Spanish Master

From Sight and Sound (June 2011). Portabella continues to be the most flagrantly unseen and overlooked of major contemporary filmmakers, for reasons suggested in this sketch.  — J.R.

Jonathan Rosenbaum voyages into the elusive and intriguing worlds created by Spanish filmmaker Pere Portabella

Among the lost continents of cinema — major films and artists that have perpetually eluded our grasp because they fall outside the usual institutional frameworks that we depend upon to ‘keep up’ with cinema — there are few contemporary figures more neglected than Catalan filmmaker Pere Portabella.

Born into a family of industrialists in Barcelona in 1929, Portabella has remained closely tied to that city’s art scene for most of his life, especially as a patron and friend of other Catalan artists. One of these was Joan Miró, the focus of a major retrospective at the Tate Modern this summer and the subject of five of Portabella’s shorter fiIms from the late 1960s and early 70s. (The two I’m most familiar with are Miró L’Altre, chronicling the artist’s painting and subsequent erasing of a mural at the Colegio de Arquitectos de Catalunya, and Miró 37/Aidez L’Espagne, which similarly explores a ‘making’ and ‘unmaking’, this time of Spain itself during the mid-1930s, via newsreel footage.)

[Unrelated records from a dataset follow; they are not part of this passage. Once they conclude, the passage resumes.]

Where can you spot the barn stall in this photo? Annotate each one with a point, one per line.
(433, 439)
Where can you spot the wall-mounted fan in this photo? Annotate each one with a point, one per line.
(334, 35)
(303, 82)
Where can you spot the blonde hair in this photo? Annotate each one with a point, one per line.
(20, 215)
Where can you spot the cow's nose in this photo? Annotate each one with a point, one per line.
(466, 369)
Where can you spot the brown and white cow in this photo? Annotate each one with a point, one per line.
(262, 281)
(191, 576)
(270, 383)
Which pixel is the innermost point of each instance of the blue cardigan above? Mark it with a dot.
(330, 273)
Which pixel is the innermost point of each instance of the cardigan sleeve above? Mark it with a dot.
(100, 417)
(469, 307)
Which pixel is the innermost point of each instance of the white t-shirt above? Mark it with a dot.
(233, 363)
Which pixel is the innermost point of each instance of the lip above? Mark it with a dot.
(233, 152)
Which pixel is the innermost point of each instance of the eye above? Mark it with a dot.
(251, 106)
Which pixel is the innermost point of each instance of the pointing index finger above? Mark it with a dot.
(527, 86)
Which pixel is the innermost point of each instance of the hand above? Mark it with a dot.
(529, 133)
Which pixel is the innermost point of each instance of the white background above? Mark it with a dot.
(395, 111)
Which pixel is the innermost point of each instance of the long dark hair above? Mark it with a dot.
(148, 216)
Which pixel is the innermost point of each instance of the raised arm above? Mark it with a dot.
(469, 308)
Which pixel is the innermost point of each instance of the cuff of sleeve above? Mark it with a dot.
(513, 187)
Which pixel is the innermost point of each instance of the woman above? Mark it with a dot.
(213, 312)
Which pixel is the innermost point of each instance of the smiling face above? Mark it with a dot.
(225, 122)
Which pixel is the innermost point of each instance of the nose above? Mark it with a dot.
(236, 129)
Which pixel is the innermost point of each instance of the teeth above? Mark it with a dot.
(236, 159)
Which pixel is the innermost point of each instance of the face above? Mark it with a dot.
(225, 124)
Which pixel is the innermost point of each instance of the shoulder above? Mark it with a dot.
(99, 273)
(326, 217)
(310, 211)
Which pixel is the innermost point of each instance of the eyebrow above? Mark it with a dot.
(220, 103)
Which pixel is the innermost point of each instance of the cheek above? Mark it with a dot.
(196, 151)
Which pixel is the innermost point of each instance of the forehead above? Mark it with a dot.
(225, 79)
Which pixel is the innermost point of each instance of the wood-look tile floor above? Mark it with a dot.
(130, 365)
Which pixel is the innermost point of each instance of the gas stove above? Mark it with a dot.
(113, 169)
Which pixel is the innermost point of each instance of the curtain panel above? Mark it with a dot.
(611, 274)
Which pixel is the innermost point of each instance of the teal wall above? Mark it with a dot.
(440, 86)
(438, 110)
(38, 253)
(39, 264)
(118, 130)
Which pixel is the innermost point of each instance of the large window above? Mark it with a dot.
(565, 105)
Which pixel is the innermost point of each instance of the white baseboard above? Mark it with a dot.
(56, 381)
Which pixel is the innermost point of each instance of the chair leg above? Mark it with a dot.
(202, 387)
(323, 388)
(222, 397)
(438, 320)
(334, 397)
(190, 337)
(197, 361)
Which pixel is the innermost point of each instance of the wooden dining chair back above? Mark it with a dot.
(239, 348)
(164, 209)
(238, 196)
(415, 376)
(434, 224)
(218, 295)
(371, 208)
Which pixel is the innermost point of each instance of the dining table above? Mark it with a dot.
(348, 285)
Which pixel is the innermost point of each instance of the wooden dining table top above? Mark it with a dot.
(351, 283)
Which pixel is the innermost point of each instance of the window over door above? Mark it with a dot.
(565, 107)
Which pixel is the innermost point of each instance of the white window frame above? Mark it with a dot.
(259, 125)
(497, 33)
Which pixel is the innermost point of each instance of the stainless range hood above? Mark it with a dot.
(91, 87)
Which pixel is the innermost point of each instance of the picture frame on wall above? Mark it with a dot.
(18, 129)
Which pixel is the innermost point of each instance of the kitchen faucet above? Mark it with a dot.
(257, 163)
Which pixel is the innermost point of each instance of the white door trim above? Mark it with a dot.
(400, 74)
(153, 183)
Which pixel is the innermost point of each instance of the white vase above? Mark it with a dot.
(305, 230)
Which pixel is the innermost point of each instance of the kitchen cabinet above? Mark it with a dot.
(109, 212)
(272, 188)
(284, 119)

Portabella’s relation to cinema has taken many different shapes. It started during the long reign of Francisco Franco, with Portabella producing Carlos Saura’s first feature in 1959, Los Golfos, swiftly followed by an early Marco Ferreri effort, El Cochecito. As one of the two Spanish producers of Viridiana (1961) — Luis Buñuel’s first Spanish feature, made towards the end of his extended career as a Mexican exile — he had the satisfaction of seeing the highly provocative feature win the Palme d’Or at Cannes, and then the frustration of having his passport confiscated as punishment for his involvement.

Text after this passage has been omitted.